View solution in original post

MiguelParedes · ‎11-08-2023

Greetings @timcneil
I was not aware of the recommendation. Is this documented anywhere? If not, this could be included as an enhancement to the documentation, don't you think?

Miguel

View solution in original post

timcneil · ‎11-07-2023

Hi StijnSchoutenTheGISLord,

I'm sorry to hear you're experiencing an issue.

Is this behaviour also observed when you match on a different field with a unique index that is not the OBJECTID?

timcneil · ‎11-07-2023

I ran through your repro case above, and if the ID field is used as the unique identifier (instead of system-generated OBJECTID), the number of features in the layer after upserting will be correct (31058).

As a best practice, we don't recommend using the OBJECTID field as a unique identifier for updating data. While it can work in some scenarios, there are some cases where the values will not be as expected. For example, if the layer is truncated the OBJECTIDs for the newly added features will not start at 1. They will pick up on the next value after the truncated feature OBJECTIDs.
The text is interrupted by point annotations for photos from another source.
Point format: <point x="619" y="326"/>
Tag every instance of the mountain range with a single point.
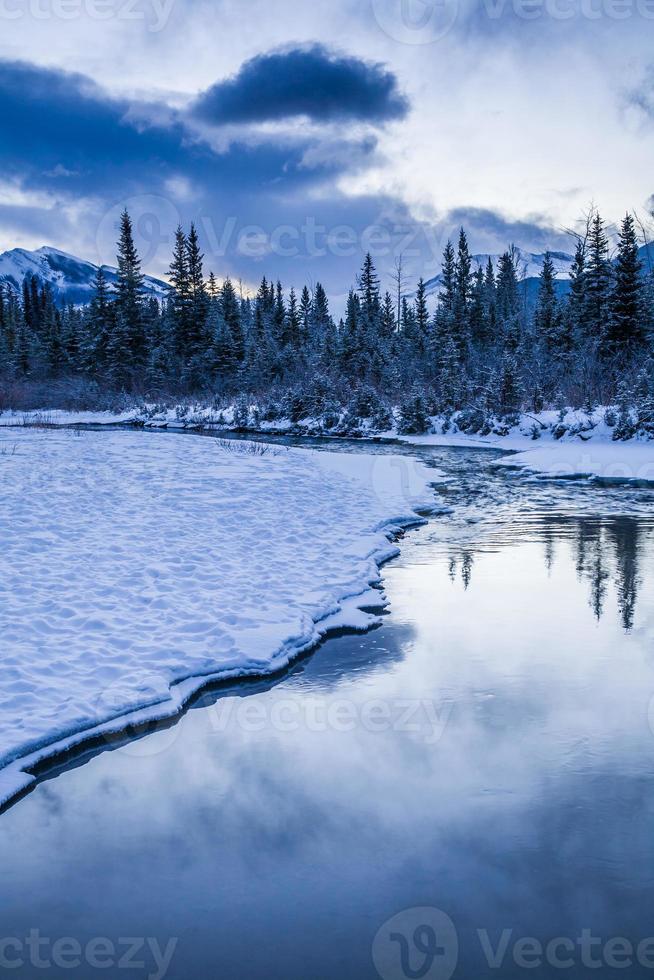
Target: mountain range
<point x="70" y="278"/>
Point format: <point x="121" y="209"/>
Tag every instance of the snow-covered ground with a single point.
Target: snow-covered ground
<point x="572" y="443"/>
<point x="134" y="567"/>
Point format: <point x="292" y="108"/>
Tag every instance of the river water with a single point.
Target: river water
<point x="465" y="792"/>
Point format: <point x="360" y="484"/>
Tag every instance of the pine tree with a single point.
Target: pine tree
<point x="422" y="317"/>
<point x="180" y="303"/>
<point x="129" y="342"/>
<point x="627" y="329"/>
<point x="199" y="301"/>
<point x="546" y="316"/>
<point x="598" y="278"/>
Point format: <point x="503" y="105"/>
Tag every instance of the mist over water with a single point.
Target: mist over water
<point x="487" y="753"/>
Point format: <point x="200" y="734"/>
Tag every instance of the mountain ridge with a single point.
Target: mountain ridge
<point x="70" y="277"/>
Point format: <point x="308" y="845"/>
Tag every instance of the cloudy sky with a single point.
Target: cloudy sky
<point x="299" y="134"/>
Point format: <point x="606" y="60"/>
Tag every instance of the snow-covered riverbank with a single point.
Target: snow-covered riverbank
<point x="134" y="568"/>
<point x="572" y="443"/>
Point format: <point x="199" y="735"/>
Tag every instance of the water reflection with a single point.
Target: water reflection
<point x="277" y="844"/>
<point x="607" y="551"/>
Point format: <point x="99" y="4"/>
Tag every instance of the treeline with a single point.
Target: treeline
<point x="485" y="350"/>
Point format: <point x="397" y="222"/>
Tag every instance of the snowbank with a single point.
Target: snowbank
<point x="136" y="567"/>
<point x="631" y="462"/>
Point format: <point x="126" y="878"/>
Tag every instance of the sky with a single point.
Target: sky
<point x="299" y="135"/>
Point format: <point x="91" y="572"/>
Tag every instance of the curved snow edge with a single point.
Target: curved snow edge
<point x="350" y="611"/>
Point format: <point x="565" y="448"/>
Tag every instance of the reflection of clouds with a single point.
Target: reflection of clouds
<point x="515" y="819"/>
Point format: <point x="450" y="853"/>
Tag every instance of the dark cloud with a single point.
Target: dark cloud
<point x="270" y="208"/>
<point x="310" y="82"/>
<point x="490" y="231"/>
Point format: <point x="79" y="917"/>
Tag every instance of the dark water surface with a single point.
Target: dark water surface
<point x="480" y="771"/>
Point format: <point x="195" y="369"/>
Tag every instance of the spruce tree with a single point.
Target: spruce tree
<point x="129" y="338"/>
<point x="627" y="326"/>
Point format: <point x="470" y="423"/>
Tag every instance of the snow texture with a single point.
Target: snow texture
<point x="135" y="567"/>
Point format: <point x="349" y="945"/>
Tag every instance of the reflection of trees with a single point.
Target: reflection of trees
<point x="604" y="551"/>
<point x="598" y="578"/>
<point x="614" y="544"/>
<point x="467" y="560"/>
<point x="625" y="534"/>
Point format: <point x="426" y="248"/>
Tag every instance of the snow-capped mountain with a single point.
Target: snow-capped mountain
<point x="528" y="266"/>
<point x="71" y="278"/>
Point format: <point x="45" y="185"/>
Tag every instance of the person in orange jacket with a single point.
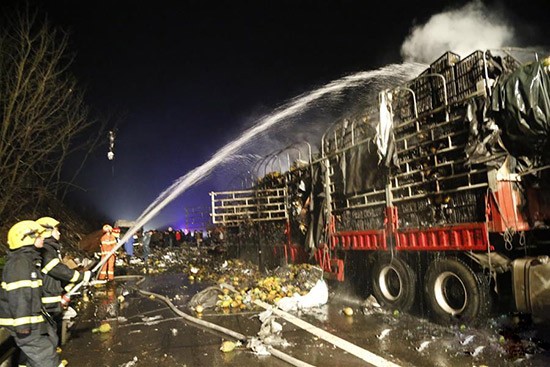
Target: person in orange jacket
<point x="108" y="243"/>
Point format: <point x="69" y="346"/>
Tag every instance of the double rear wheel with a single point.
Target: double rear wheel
<point x="455" y="293"/>
<point x="394" y="283"/>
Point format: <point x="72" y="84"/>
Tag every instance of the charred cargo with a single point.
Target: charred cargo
<point x="442" y="192"/>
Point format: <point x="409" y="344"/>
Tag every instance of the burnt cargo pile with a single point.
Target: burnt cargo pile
<point x="437" y="194"/>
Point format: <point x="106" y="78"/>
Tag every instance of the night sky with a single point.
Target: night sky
<point x="190" y="76"/>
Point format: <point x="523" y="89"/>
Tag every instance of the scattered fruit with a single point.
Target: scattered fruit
<point x="348" y="311"/>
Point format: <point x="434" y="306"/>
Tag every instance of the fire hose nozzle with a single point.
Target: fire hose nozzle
<point x="65" y="300"/>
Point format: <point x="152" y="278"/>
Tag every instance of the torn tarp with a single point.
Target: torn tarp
<point x="520" y="105"/>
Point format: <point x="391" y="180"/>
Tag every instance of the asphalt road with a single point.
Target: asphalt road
<point x="145" y="332"/>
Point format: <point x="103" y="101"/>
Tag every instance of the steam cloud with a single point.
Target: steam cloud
<point x="464" y="30"/>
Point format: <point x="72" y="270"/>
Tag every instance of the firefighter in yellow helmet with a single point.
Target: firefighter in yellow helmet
<point x="21" y="296"/>
<point x="108" y="243"/>
<point x="57" y="277"/>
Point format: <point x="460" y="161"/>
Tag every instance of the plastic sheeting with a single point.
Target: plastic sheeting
<point x="520" y="105"/>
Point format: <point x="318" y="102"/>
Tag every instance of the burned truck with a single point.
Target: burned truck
<point x="438" y="195"/>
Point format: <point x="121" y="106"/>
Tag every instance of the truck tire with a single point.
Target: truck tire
<point x="394" y="283"/>
<point x="455" y="293"/>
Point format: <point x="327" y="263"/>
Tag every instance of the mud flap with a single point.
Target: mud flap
<point x="531" y="285"/>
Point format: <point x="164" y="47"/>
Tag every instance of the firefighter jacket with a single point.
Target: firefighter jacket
<point x="56" y="276"/>
<point x="21" y="291"/>
<point x="108" y="242"/>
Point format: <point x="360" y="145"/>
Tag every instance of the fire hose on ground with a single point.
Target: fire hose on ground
<point x="237" y="336"/>
<point x="339" y="342"/>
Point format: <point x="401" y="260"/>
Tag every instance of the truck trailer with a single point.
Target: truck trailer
<point x="438" y="194"/>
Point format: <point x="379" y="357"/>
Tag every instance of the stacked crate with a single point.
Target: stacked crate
<point x="445" y="67"/>
<point x="470" y="71"/>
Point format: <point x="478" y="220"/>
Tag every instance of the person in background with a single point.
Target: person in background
<point x="129" y="248"/>
<point x="56" y="275"/>
<point x="170" y="238"/>
<point x="146" y="242"/>
<point x="108" y="243"/>
<point x="21" y="297"/>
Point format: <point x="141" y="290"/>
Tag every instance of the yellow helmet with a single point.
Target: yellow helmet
<point x="23" y="233"/>
<point x="49" y="224"/>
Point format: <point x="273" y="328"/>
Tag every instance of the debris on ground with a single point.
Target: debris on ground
<point x="228" y="346"/>
<point x="104" y="328"/>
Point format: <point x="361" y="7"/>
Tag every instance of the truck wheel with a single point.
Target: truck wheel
<point x="455" y="293"/>
<point x="394" y="283"/>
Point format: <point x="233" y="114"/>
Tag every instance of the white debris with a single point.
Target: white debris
<point x="136" y="261"/>
<point x="383" y="334"/>
<point x="69" y="313"/>
<point x="423" y="346"/>
<point x="152" y="320"/>
<point x="478" y="350"/>
<point x="317" y="296"/>
<point x="371" y="302"/>
<point x="257" y="347"/>
<point x="132" y="363"/>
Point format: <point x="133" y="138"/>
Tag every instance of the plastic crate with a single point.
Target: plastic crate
<point x="450" y="84"/>
<point x="469" y="71"/>
<point x="422" y="88"/>
<point x="446" y="61"/>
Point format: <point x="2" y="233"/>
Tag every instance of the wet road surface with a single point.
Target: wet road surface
<point x="146" y="332"/>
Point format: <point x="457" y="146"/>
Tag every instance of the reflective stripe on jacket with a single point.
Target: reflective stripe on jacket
<point x="21" y="291"/>
<point x="56" y="275"/>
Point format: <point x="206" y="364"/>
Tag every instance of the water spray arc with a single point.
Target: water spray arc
<point x="294" y="107"/>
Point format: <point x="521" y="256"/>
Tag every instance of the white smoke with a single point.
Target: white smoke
<point x="464" y="30"/>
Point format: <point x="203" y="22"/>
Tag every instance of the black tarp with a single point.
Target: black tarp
<point x="520" y="105"/>
<point x="362" y="171"/>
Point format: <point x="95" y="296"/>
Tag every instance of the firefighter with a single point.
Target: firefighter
<point x="21" y="309"/>
<point x="108" y="243"/>
<point x="56" y="275"/>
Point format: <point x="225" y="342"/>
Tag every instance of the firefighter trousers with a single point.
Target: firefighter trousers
<point x="39" y="348"/>
<point x="107" y="271"/>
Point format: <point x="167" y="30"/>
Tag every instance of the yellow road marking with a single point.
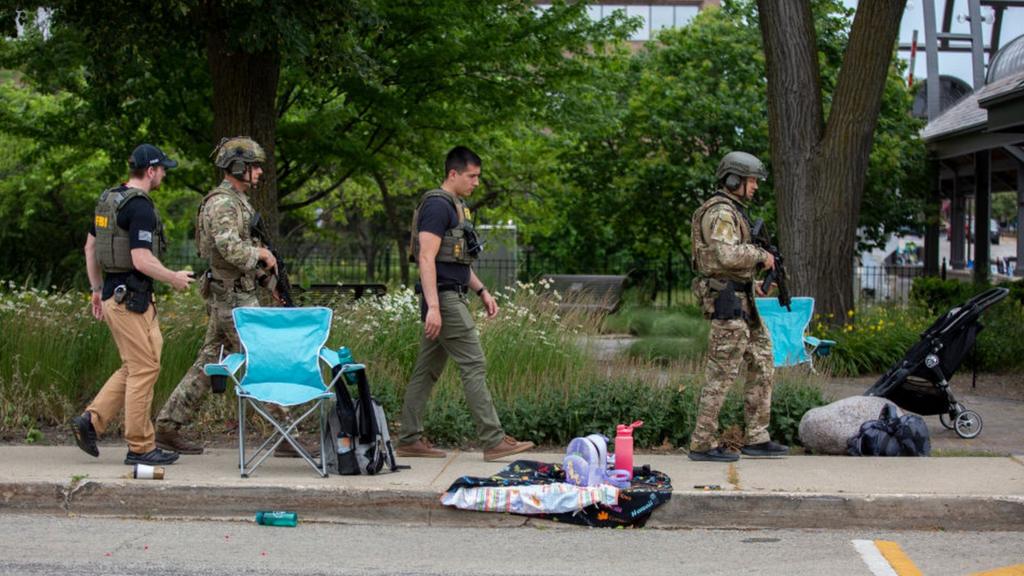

MiguelParedes · ‎11-08-2023

Greetings @timcneil
I was not aware of the recommendation. Is this documented anywhere? If not, this could be included as an enhancement to the documentation, don't you think?

Miguel

timcneil · ‎11-08-2023

Hi @MiguelParedes,

We do plan to include this recommendation in the documentation. I have submitted an enhancement request.

Thanks,

Taylor

StijnSchoutenTheGISLord · ‎11-08-2023

Hi @timcneil & @MiguelParedes

Thank you very much for responding! I've changed the OBJECTID to some other identification and it worked:

Happy with result and response, thanks!!

I was not aware of the standard/recommendation so nice to see the plan to get it included in the documentation.